'Anin, Reihan, Shaked, Mon 20.9.10, Morning
Translator: Charles K.
06:00 A’anin agricultural gate
We arrive, along with the children of the Bedouin family which lives next to the checkpoint; about ten children are waiting for their ride to school in Umm Reihan, which is over at 14:00.
Few cross, only about 15 people. Silent, hurried; what can they say that hasn’t been said already? What can they ask for that they haven’t already received? We watch what’s happening at the far end of the checkpoint; people with a valid permit don’t seem to have any problem.
A soldier on guard points his weapon in our direction, toward those leaving for the seam zone.
Abbas, from the DCO, stops on his way to the Shaked checkpoint. He says that they’re beginning to issue permits for the olive harvest that begins in mid-October. He doesn’t know how many.
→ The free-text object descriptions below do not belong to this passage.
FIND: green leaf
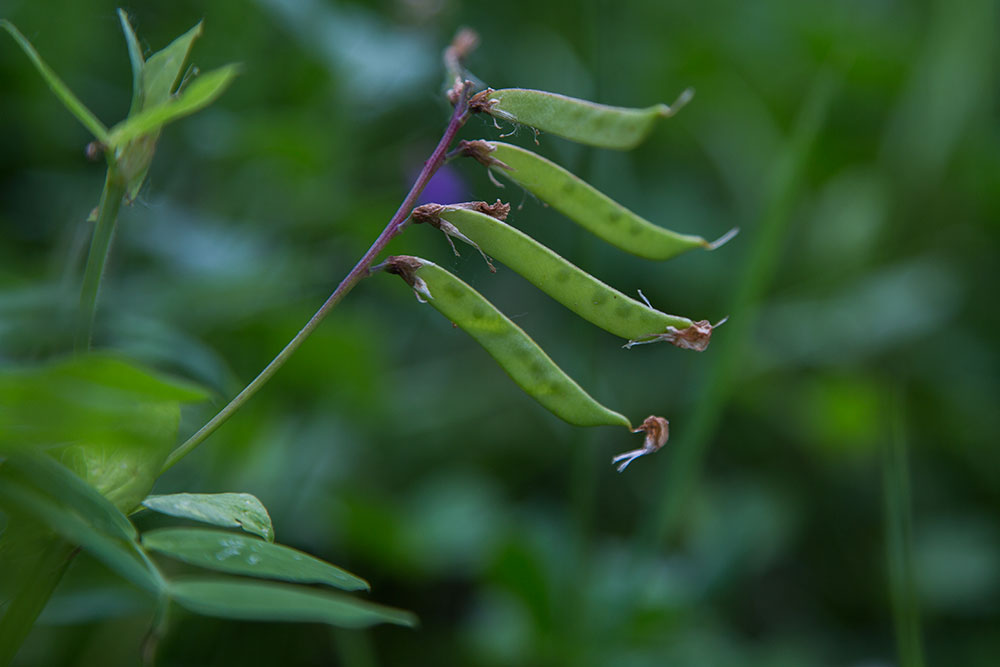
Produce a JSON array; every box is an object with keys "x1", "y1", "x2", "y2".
[
  {"x1": 0, "y1": 464, "x2": 163, "y2": 594},
  {"x1": 141, "y1": 20, "x2": 203, "y2": 109},
  {"x1": 168, "y1": 577, "x2": 417, "y2": 629},
  {"x1": 480, "y1": 141, "x2": 733, "y2": 261},
  {"x1": 44, "y1": 353, "x2": 210, "y2": 403},
  {"x1": 0, "y1": 354, "x2": 208, "y2": 512},
  {"x1": 477, "y1": 87, "x2": 692, "y2": 150},
  {"x1": 383, "y1": 256, "x2": 631, "y2": 428},
  {"x1": 108, "y1": 64, "x2": 240, "y2": 149},
  {"x1": 117, "y1": 9, "x2": 145, "y2": 116},
  {"x1": 0, "y1": 20, "x2": 109, "y2": 143},
  {"x1": 142, "y1": 493, "x2": 275, "y2": 542},
  {"x1": 142, "y1": 528, "x2": 369, "y2": 592},
  {"x1": 0, "y1": 354, "x2": 206, "y2": 453},
  {"x1": 4, "y1": 454, "x2": 136, "y2": 541}
]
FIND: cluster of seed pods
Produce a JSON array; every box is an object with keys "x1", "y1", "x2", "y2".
[{"x1": 382, "y1": 88, "x2": 731, "y2": 471}]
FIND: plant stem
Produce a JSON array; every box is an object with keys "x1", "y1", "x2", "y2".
[
  {"x1": 75, "y1": 167, "x2": 124, "y2": 352},
  {"x1": 162, "y1": 92, "x2": 472, "y2": 473}
]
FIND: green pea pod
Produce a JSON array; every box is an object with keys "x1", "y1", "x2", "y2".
[
  {"x1": 382, "y1": 256, "x2": 630, "y2": 428},
  {"x1": 466, "y1": 141, "x2": 736, "y2": 261},
  {"x1": 418, "y1": 205, "x2": 715, "y2": 350},
  {"x1": 470, "y1": 87, "x2": 692, "y2": 150}
]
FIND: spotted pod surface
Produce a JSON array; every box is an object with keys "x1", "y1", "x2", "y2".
[
  {"x1": 385, "y1": 256, "x2": 631, "y2": 429},
  {"x1": 435, "y1": 207, "x2": 694, "y2": 342},
  {"x1": 478, "y1": 88, "x2": 676, "y2": 150},
  {"x1": 486, "y1": 141, "x2": 711, "y2": 261}
]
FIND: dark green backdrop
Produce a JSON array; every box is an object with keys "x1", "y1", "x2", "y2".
[{"x1": 2, "y1": 0, "x2": 997, "y2": 665}]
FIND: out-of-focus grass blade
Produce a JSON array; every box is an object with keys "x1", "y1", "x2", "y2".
[
  {"x1": 0, "y1": 20, "x2": 109, "y2": 143},
  {"x1": 143, "y1": 528, "x2": 369, "y2": 591},
  {"x1": 142, "y1": 492, "x2": 274, "y2": 542},
  {"x1": 884, "y1": 389, "x2": 926, "y2": 667},
  {"x1": 643, "y1": 70, "x2": 839, "y2": 548},
  {"x1": 168, "y1": 577, "x2": 416, "y2": 628}
]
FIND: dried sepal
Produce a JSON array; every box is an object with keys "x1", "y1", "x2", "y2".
[
  {"x1": 457, "y1": 140, "x2": 512, "y2": 172},
  {"x1": 383, "y1": 255, "x2": 433, "y2": 302},
  {"x1": 469, "y1": 88, "x2": 499, "y2": 115},
  {"x1": 612, "y1": 415, "x2": 670, "y2": 472},
  {"x1": 624, "y1": 318, "x2": 727, "y2": 352},
  {"x1": 411, "y1": 201, "x2": 511, "y2": 272}
]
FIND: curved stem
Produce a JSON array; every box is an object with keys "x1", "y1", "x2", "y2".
[
  {"x1": 162, "y1": 92, "x2": 472, "y2": 473},
  {"x1": 75, "y1": 167, "x2": 124, "y2": 352}
]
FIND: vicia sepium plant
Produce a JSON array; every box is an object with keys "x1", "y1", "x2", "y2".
[{"x1": 0, "y1": 17, "x2": 733, "y2": 665}]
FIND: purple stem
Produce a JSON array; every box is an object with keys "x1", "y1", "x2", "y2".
[{"x1": 163, "y1": 89, "x2": 472, "y2": 472}]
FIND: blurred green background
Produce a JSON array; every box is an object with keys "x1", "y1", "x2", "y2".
[{"x1": 2, "y1": 0, "x2": 998, "y2": 665}]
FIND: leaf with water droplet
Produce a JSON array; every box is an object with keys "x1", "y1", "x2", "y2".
[
  {"x1": 142, "y1": 492, "x2": 274, "y2": 542},
  {"x1": 142, "y1": 528, "x2": 368, "y2": 591}
]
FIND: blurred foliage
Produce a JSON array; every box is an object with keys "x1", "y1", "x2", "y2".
[{"x1": 1, "y1": 0, "x2": 998, "y2": 665}]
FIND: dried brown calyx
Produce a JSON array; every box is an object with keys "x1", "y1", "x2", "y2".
[
  {"x1": 624, "y1": 317, "x2": 727, "y2": 352},
  {"x1": 612, "y1": 415, "x2": 670, "y2": 472},
  {"x1": 457, "y1": 140, "x2": 512, "y2": 171},
  {"x1": 410, "y1": 200, "x2": 511, "y2": 272},
  {"x1": 382, "y1": 255, "x2": 433, "y2": 303},
  {"x1": 468, "y1": 88, "x2": 498, "y2": 115}
]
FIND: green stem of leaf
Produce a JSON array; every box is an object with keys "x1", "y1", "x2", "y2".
[
  {"x1": 161, "y1": 86, "x2": 473, "y2": 473},
  {"x1": 75, "y1": 168, "x2": 125, "y2": 352},
  {"x1": 0, "y1": 541, "x2": 75, "y2": 667}
]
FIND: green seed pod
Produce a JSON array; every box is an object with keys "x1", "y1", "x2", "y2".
[
  {"x1": 470, "y1": 87, "x2": 692, "y2": 150},
  {"x1": 416, "y1": 204, "x2": 716, "y2": 350},
  {"x1": 460, "y1": 140, "x2": 737, "y2": 261},
  {"x1": 382, "y1": 255, "x2": 630, "y2": 428}
]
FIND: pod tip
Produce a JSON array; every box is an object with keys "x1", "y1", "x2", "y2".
[
  {"x1": 659, "y1": 87, "x2": 695, "y2": 118},
  {"x1": 612, "y1": 415, "x2": 670, "y2": 472},
  {"x1": 707, "y1": 227, "x2": 740, "y2": 250}
]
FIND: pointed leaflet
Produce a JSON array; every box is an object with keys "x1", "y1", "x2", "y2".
[
  {"x1": 142, "y1": 528, "x2": 369, "y2": 591},
  {"x1": 117, "y1": 10, "x2": 145, "y2": 116},
  {"x1": 141, "y1": 21, "x2": 203, "y2": 108},
  {"x1": 107, "y1": 65, "x2": 240, "y2": 148},
  {"x1": 142, "y1": 493, "x2": 274, "y2": 542},
  {"x1": 472, "y1": 87, "x2": 692, "y2": 150},
  {"x1": 168, "y1": 578, "x2": 416, "y2": 629},
  {"x1": 383, "y1": 256, "x2": 631, "y2": 428}
]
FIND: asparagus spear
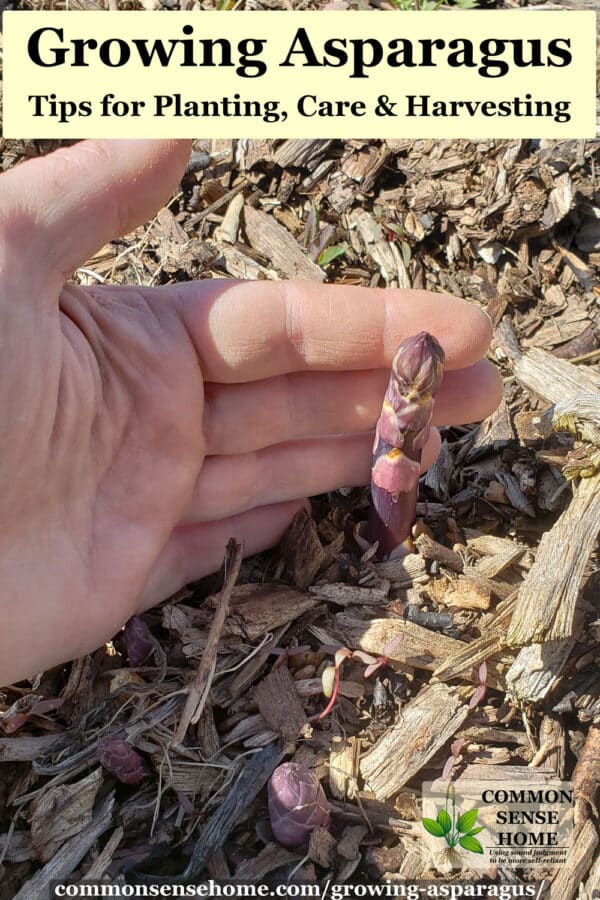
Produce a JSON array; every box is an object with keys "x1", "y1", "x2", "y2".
[
  {"x1": 268, "y1": 762, "x2": 330, "y2": 848},
  {"x1": 368, "y1": 331, "x2": 445, "y2": 559}
]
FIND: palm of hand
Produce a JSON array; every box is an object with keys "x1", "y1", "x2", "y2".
[{"x1": 4, "y1": 280, "x2": 206, "y2": 677}]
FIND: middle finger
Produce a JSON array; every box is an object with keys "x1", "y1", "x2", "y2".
[{"x1": 203, "y1": 359, "x2": 502, "y2": 456}]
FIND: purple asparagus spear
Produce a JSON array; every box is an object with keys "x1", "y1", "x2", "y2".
[
  {"x1": 368, "y1": 331, "x2": 445, "y2": 559},
  {"x1": 268, "y1": 762, "x2": 330, "y2": 848}
]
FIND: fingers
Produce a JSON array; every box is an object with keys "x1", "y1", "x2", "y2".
[
  {"x1": 183, "y1": 429, "x2": 441, "y2": 524},
  {"x1": 173, "y1": 280, "x2": 492, "y2": 383},
  {"x1": 204, "y1": 359, "x2": 502, "y2": 456},
  {"x1": 138, "y1": 499, "x2": 306, "y2": 610},
  {"x1": 0, "y1": 140, "x2": 191, "y2": 289}
]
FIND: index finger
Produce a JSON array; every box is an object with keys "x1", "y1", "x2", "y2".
[
  {"x1": 173, "y1": 280, "x2": 492, "y2": 382},
  {"x1": 0, "y1": 140, "x2": 191, "y2": 293}
]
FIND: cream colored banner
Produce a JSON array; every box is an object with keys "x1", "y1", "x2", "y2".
[{"x1": 3, "y1": 10, "x2": 596, "y2": 139}]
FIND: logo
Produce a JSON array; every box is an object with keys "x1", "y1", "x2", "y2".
[
  {"x1": 422, "y1": 784, "x2": 484, "y2": 863},
  {"x1": 422, "y1": 778, "x2": 573, "y2": 869}
]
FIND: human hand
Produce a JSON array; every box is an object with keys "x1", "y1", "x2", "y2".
[{"x1": 0, "y1": 140, "x2": 502, "y2": 685}]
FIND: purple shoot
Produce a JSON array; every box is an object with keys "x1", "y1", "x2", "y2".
[
  {"x1": 469, "y1": 661, "x2": 488, "y2": 709},
  {"x1": 124, "y1": 616, "x2": 161, "y2": 667},
  {"x1": 268, "y1": 762, "x2": 330, "y2": 849},
  {"x1": 441, "y1": 738, "x2": 467, "y2": 781},
  {"x1": 368, "y1": 332, "x2": 445, "y2": 559},
  {"x1": 96, "y1": 736, "x2": 147, "y2": 784}
]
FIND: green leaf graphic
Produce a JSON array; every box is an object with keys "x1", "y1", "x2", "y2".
[
  {"x1": 459, "y1": 834, "x2": 484, "y2": 854},
  {"x1": 457, "y1": 808, "x2": 479, "y2": 833},
  {"x1": 422, "y1": 818, "x2": 446, "y2": 837},
  {"x1": 437, "y1": 809, "x2": 452, "y2": 834},
  {"x1": 466, "y1": 826, "x2": 485, "y2": 837}
]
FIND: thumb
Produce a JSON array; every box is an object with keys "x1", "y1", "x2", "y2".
[{"x1": 0, "y1": 139, "x2": 191, "y2": 293}]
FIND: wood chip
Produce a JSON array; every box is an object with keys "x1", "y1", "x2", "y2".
[
  {"x1": 152, "y1": 756, "x2": 228, "y2": 798},
  {"x1": 214, "y1": 193, "x2": 244, "y2": 244},
  {"x1": 431, "y1": 595, "x2": 517, "y2": 687},
  {"x1": 351, "y1": 209, "x2": 410, "y2": 288},
  {"x1": 308, "y1": 827, "x2": 337, "y2": 867},
  {"x1": 415, "y1": 534, "x2": 464, "y2": 572},
  {"x1": 541, "y1": 172, "x2": 575, "y2": 229},
  {"x1": 466, "y1": 397, "x2": 515, "y2": 455},
  {"x1": 282, "y1": 507, "x2": 342, "y2": 590},
  {"x1": 329, "y1": 735, "x2": 360, "y2": 801},
  {"x1": 373, "y1": 552, "x2": 429, "y2": 588},
  {"x1": 272, "y1": 139, "x2": 332, "y2": 168},
  {"x1": 360, "y1": 683, "x2": 470, "y2": 800},
  {"x1": 573, "y1": 723, "x2": 600, "y2": 827},
  {"x1": 0, "y1": 830, "x2": 33, "y2": 864},
  {"x1": 440, "y1": 577, "x2": 492, "y2": 611},
  {"x1": 30, "y1": 767, "x2": 102, "y2": 863},
  {"x1": 233, "y1": 843, "x2": 299, "y2": 882},
  {"x1": 338, "y1": 612, "x2": 506, "y2": 689},
  {"x1": 227, "y1": 624, "x2": 288, "y2": 702},
  {"x1": 423, "y1": 439, "x2": 454, "y2": 501},
  {"x1": 532, "y1": 715, "x2": 566, "y2": 778},
  {"x1": 197, "y1": 704, "x2": 221, "y2": 760},
  {"x1": 549, "y1": 819, "x2": 598, "y2": 900},
  {"x1": 514, "y1": 347, "x2": 599, "y2": 406},
  {"x1": 342, "y1": 146, "x2": 388, "y2": 194},
  {"x1": 506, "y1": 476, "x2": 600, "y2": 646},
  {"x1": 243, "y1": 205, "x2": 324, "y2": 282},
  {"x1": 329, "y1": 797, "x2": 417, "y2": 835},
  {"x1": 0, "y1": 734, "x2": 63, "y2": 762},
  {"x1": 164, "y1": 585, "x2": 319, "y2": 650},
  {"x1": 255, "y1": 666, "x2": 310, "y2": 745},
  {"x1": 336, "y1": 824, "x2": 368, "y2": 860},
  {"x1": 83, "y1": 826, "x2": 124, "y2": 881},
  {"x1": 580, "y1": 842, "x2": 600, "y2": 899},
  {"x1": 473, "y1": 545, "x2": 526, "y2": 578},
  {"x1": 553, "y1": 325, "x2": 599, "y2": 360},
  {"x1": 14, "y1": 793, "x2": 115, "y2": 900},
  {"x1": 216, "y1": 245, "x2": 276, "y2": 280},
  {"x1": 506, "y1": 640, "x2": 576, "y2": 703},
  {"x1": 495, "y1": 472, "x2": 536, "y2": 518},
  {"x1": 309, "y1": 583, "x2": 389, "y2": 607},
  {"x1": 466, "y1": 533, "x2": 527, "y2": 558}
]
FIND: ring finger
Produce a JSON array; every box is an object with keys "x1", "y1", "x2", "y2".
[
  {"x1": 203, "y1": 360, "x2": 501, "y2": 456},
  {"x1": 183, "y1": 428, "x2": 441, "y2": 524}
]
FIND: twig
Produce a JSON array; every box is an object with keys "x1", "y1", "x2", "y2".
[
  {"x1": 569, "y1": 348, "x2": 600, "y2": 365},
  {"x1": 175, "y1": 539, "x2": 243, "y2": 742},
  {"x1": 187, "y1": 182, "x2": 247, "y2": 229}
]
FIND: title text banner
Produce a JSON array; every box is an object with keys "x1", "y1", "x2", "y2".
[{"x1": 3, "y1": 10, "x2": 596, "y2": 138}]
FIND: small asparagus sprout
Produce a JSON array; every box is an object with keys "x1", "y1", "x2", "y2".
[
  {"x1": 441, "y1": 737, "x2": 467, "y2": 781},
  {"x1": 268, "y1": 762, "x2": 330, "y2": 849},
  {"x1": 469, "y1": 661, "x2": 488, "y2": 710},
  {"x1": 315, "y1": 637, "x2": 406, "y2": 721},
  {"x1": 124, "y1": 615, "x2": 161, "y2": 667},
  {"x1": 368, "y1": 331, "x2": 445, "y2": 559},
  {"x1": 96, "y1": 736, "x2": 147, "y2": 784}
]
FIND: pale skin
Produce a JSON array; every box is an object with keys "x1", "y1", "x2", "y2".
[{"x1": 0, "y1": 139, "x2": 502, "y2": 686}]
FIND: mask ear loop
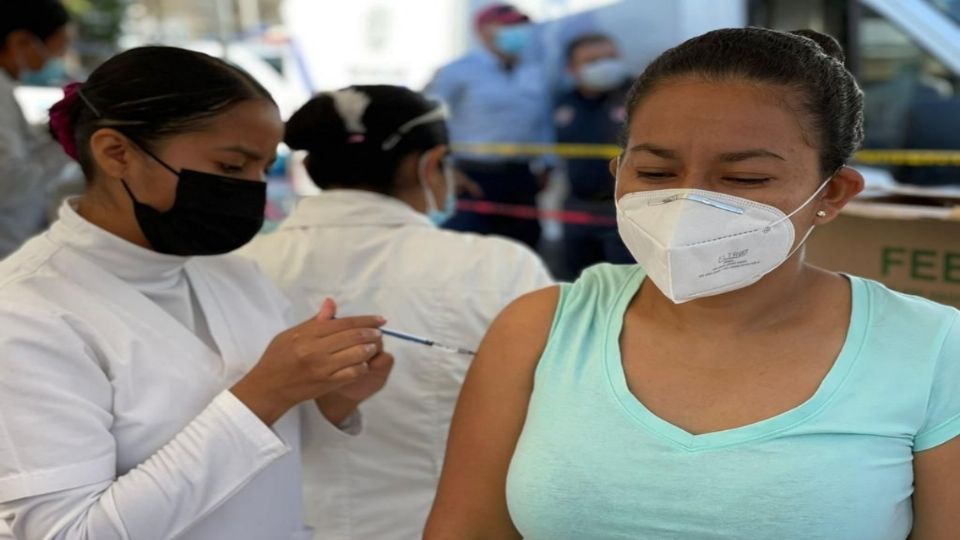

No, it’s not too late (in any case, there aren’t many permits – there’s not much work. There’ll be enough!)
06:40 The new Barta’a checkpoint (Reihan)
Laborers who’ve been inspected wait by the roadside for their rides. Many laborers arrive and immediately enter the terminal. On their way they place their meager belongings on the table across from the inspecting window and pass through the magnemometer. No one mentions the peace talks, unlike in the past when passions ran high. “Life is just a crapshoot over which we have no control,” says M., one of drivers, “so what’s there to talk about? What will be – will be; it’s all in Allah’s hands.” In other words – you can’t be disappointed if you have no expectations. Everyone’s quiet, which is good for the Occupaiton.
Abut six cars and pickups heading toward the West Bank wait for a woman carrying a baby to be inspected.
07:00 Hermesh checkpoint
The checkpoint isn’t manned. People cross freely. We pass the fires and smoke of charcoal manufactories along the road.
07:20 Back to the new Barta’a checkpoint (Reihan)
Vehicles are now waiting at the lower checkpoint, the drivers waiting outside their vehicles in the blazing sun, seeking a little shade next to them. We waited with them for about 20 more minutes. Leah went to find out the reason for the delay. Meanwhile the gates of the inspection area burst open and about ten vehicles emerge, picking up the laborers who’ve been waiting since we arrived to bring them to work.
08:00 We left
On our way back, a man who doesn’t want to identify himself calls to tell us that his employer pays him NIS 15/hour instead of NIS 21, and hangs up.
We should mention the magnificent squill plants we saw everywhere, blooming on the rocky slopes, just like that, in the midst of the Occupation – a sight for sore eyes.